Cuchumatanes Trek #1 - Nebaj & Ixil Triangle

Tuesday, February 02, 2016
Nebaj, Guatemala
When planning my Central American trip I ended up with four weeks between the end of the first tour I booked in Guatemala and the beginning of my second tour in Grenada, Nicaragua. So how and where to spend that time? In investigating possibilities I became very interested in a trekking trip run by a Qetzaltenango-based non-profit tour operator named Quetzaltrekkers in the Cordillera Cuchumatanes, a remote mountainous region that's the highest non-volcanic range in Guatemala and Central America, definitely off Guatemala’s main tourist trail. The six day trip fit well into my schedule, beginning two days after my Volcano climbing tour ended in Antigua with a Sunday in between to go to the big market at Chichicastenango. Cuchumatanes, I later learned, means something like "joined together by superior force" in Mam, one of local Mayan languages.

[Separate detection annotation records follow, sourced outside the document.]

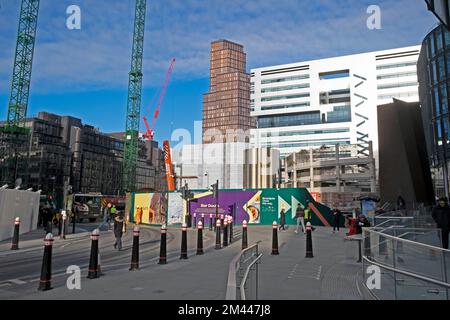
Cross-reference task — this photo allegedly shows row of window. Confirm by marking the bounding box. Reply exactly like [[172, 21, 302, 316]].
[[261, 101, 311, 111], [377, 61, 417, 70], [377, 82, 418, 90], [261, 138, 350, 148], [261, 83, 309, 93], [378, 91, 417, 100], [258, 111, 321, 128], [261, 74, 309, 84], [261, 128, 350, 138], [261, 93, 310, 102], [377, 72, 417, 80], [327, 105, 352, 123]]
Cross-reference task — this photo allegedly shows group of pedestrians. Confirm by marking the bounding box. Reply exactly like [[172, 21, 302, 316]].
[[99, 203, 125, 251]]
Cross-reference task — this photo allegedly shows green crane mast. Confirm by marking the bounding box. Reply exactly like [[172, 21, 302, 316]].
[[3, 0, 40, 133], [123, 0, 147, 191]]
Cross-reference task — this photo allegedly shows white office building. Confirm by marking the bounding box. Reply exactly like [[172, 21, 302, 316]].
[[251, 46, 420, 159]]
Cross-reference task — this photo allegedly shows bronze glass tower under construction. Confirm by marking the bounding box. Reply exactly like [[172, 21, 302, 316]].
[[203, 40, 255, 143]]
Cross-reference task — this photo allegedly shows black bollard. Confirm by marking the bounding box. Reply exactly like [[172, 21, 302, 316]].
[[305, 222, 314, 258], [197, 221, 203, 255], [223, 218, 228, 247], [130, 226, 139, 271], [272, 221, 280, 255], [87, 229, 100, 279], [59, 211, 67, 239], [242, 220, 248, 250], [11, 217, 20, 250], [220, 214, 223, 232], [38, 233, 53, 291], [180, 224, 188, 260], [216, 219, 222, 249], [228, 216, 233, 244], [158, 225, 167, 264]]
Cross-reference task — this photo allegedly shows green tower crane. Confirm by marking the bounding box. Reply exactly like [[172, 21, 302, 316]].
[[3, 0, 40, 134], [0, 0, 40, 184], [123, 0, 147, 191]]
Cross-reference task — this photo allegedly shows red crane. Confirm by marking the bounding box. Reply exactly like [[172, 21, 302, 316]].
[[143, 58, 176, 140]]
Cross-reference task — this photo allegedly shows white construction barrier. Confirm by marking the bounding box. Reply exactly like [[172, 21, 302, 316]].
[[0, 189, 40, 241]]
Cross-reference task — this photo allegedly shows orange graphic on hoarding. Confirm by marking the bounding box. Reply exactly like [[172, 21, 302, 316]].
[[163, 140, 175, 191]]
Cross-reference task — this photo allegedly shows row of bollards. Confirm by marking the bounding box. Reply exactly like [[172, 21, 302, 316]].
[[35, 218, 314, 291]]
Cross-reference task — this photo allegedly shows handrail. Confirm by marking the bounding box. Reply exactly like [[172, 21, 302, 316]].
[[363, 256, 450, 289], [363, 227, 450, 253], [239, 253, 262, 300], [225, 240, 261, 300]]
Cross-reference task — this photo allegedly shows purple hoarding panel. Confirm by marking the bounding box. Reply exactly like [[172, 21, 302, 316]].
[[189, 191, 261, 224]]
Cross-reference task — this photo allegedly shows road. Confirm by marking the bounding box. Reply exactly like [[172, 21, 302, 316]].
[[0, 223, 218, 299]]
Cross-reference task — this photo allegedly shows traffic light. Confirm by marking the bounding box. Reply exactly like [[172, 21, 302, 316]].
[[211, 180, 219, 199]]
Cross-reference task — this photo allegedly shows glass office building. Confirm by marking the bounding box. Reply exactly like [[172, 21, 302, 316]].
[[417, 25, 450, 197]]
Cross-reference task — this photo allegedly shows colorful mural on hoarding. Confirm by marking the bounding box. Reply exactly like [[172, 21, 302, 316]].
[[132, 193, 168, 224], [133, 188, 332, 226]]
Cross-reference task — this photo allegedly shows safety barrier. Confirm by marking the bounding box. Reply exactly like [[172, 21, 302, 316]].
[[226, 241, 262, 300]]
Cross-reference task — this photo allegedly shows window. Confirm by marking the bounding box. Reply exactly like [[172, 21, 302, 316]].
[[436, 28, 444, 51], [377, 72, 417, 80], [261, 74, 309, 84], [434, 87, 441, 117], [258, 111, 321, 128], [319, 70, 350, 80], [378, 82, 417, 90], [327, 105, 352, 123], [320, 89, 350, 104], [261, 128, 350, 138], [377, 61, 417, 70], [441, 83, 448, 114], [261, 83, 309, 93], [261, 93, 309, 102], [261, 102, 311, 111]]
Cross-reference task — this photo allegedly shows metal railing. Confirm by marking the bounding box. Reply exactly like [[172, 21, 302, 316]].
[[363, 225, 450, 300], [226, 241, 262, 300]]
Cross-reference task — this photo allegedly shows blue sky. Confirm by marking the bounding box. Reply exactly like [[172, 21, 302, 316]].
[[0, 0, 436, 146]]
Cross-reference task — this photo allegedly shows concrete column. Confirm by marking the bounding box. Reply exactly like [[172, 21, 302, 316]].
[[309, 149, 314, 192], [335, 144, 341, 193], [292, 153, 297, 188], [283, 157, 289, 187], [369, 141, 377, 193]]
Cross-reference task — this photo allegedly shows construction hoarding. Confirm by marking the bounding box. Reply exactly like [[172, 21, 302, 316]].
[[133, 188, 331, 226]]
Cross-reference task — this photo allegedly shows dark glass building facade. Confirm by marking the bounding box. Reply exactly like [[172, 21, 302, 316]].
[[417, 25, 450, 197]]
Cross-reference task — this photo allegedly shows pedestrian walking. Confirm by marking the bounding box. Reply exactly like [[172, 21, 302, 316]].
[[98, 203, 111, 230], [397, 195, 406, 210], [134, 206, 144, 224], [356, 214, 370, 234], [431, 197, 450, 249], [331, 206, 342, 233], [114, 212, 124, 251], [295, 206, 306, 233], [279, 208, 286, 231], [303, 201, 316, 231]]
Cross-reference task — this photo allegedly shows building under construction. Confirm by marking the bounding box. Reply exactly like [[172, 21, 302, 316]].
[[0, 112, 166, 199]]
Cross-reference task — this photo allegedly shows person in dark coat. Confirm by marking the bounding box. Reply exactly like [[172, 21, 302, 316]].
[[280, 209, 286, 231], [397, 196, 406, 210], [331, 207, 342, 233], [431, 198, 450, 249], [356, 214, 370, 234], [114, 213, 124, 251]]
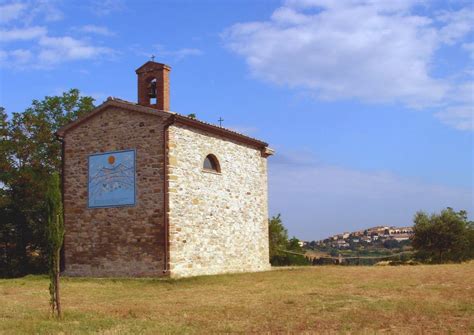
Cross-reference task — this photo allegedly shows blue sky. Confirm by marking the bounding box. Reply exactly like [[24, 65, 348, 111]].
[[0, 0, 474, 240]]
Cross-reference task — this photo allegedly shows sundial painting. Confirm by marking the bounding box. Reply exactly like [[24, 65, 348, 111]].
[[89, 150, 135, 207]]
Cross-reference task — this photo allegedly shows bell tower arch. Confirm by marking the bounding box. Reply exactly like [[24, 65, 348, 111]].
[[135, 61, 171, 111]]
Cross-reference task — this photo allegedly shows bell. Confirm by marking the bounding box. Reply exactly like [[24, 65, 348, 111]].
[[148, 81, 156, 99]]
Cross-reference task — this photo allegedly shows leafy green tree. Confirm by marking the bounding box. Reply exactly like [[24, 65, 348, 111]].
[[413, 207, 474, 263], [268, 214, 311, 266], [268, 214, 288, 262], [0, 89, 94, 277], [46, 172, 64, 318]]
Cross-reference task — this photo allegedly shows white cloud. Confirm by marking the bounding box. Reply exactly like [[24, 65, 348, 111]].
[[435, 104, 474, 130], [222, 0, 473, 130], [462, 43, 474, 59], [155, 44, 203, 61], [38, 36, 113, 66], [0, 2, 26, 24], [435, 81, 474, 131], [269, 153, 474, 239], [76, 24, 115, 36], [0, 26, 47, 42], [90, 0, 125, 16], [437, 8, 474, 44], [0, 0, 116, 69]]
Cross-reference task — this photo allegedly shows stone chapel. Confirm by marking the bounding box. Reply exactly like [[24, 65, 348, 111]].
[[57, 61, 273, 277]]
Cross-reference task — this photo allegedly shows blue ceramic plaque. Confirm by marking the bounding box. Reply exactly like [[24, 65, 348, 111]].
[[88, 150, 135, 208]]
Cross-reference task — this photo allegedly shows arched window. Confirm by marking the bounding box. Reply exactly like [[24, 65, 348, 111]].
[[203, 154, 221, 172], [148, 78, 158, 105]]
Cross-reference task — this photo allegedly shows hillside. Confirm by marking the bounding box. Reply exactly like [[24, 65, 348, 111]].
[[0, 262, 474, 334]]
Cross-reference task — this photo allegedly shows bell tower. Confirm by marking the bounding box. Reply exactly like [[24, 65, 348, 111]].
[[135, 61, 171, 111]]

Quetzaltrekkers runs many hiking trips in western Guatemala geared toward young backpackers with its very low prices and very basic accommodations or camping . My six day trip cost only 1300 Quetzales (about $175). Half of all the organization’s revenues go toward supporting a school for disadvantaged children, and the guides are all volunteers usually doing it for three to six months. That should give you some idea of how inexpensive travel in Guatemala can be and why it is such a favored destination for budget-conscious backpacker types. We had our group meeting the evening before the trip began. It turned out there were only four people on the trip and one guide, a recent Princeton University graduate named Andrew.

Our transportation when not on foot was all on public buses and shared vans called collectivos, and we got a reasonably early start on Tuesday morning taking a local bus through town to Quetzaltenango’s chaotic bus station to board what’s known to travelers in Guatemala as a “chicken bus”, the converted North American school buses that are the main form of public transportation in the country and sometimes include people transporting their chickens to market . A chicken bus ride is crowded, noisy, uncomfortable, and chaotic, with music blaring, people constantly getting on and off, vendors coming aboard at all stops to sell food or other items to people on the bus, and everything from preachers to snake oil salesmen peddling their wares. The elixir of life – take one of these each day and it will cure all that ails you from rheumatism to headaches to cancer to arthritis to female problems to kidney failure, specially formulated for the unique physical constitutions of Guatemalans! I think the last time I rode on something equivalent was in Ecuador in 1995.

After about three hours we changed transport in a town north of Chichicastenango named Santa Cruz del Quiche, the capital of Quiche province. From there to Nebaj we were on a collectivo, a privately run van that follows a fixed route and serves as shared taxi, one whose roof was piled high with our backpacks, two dozen crates of bread, baskets of fruit, and even a box of live baby chicks . The road dropped quite steeply several thousand feet into very dry country in the Rio Negro Valley before rising impressively another several thousand feet to Nebaj high in pine forested mountain country. After another two hours we arrived at our destination for the start of the trek the next morning, Popi’s Hostel in Nebaj.

Nebaj is one of three main towns along with Chajul and Cotzal that constitute what’s known as the Ixil Triangle, an especially traditional Mayan region inhabited by people who speak the Ixil language. The local costume is also very unique with most women wearing a headdress that includes multiple pompoms. The Ixil Triangle was the region of Guatemala hardest hit by the country long civil war between 1960 and 1996, with some of the worst atrocities against civilians of the war taking place in the area, mostly during the early 1980s under the presidency of Efrain Rios-Montt as the government and army considered the local population to be supportive of reel guerrillas operating in the mountains.  

Things are peaceful now around Nebaj. I spent the afternoon with a walk around the market, a short visit to the local archaeological museum, and some time sitting on a bench on the main square taking pictures of women in traditional costume while surrounded by young shoeshine boys desperate for my business.

We began our trek around 8:00 in the morning with a walk westward out of town into the fields and then up a winding trail to the crest of the ridge about 1,300 feet above Nebaj’s 6,500 foot elevation, a ridge that separates Ixil and Quiche speaking Mayan regions.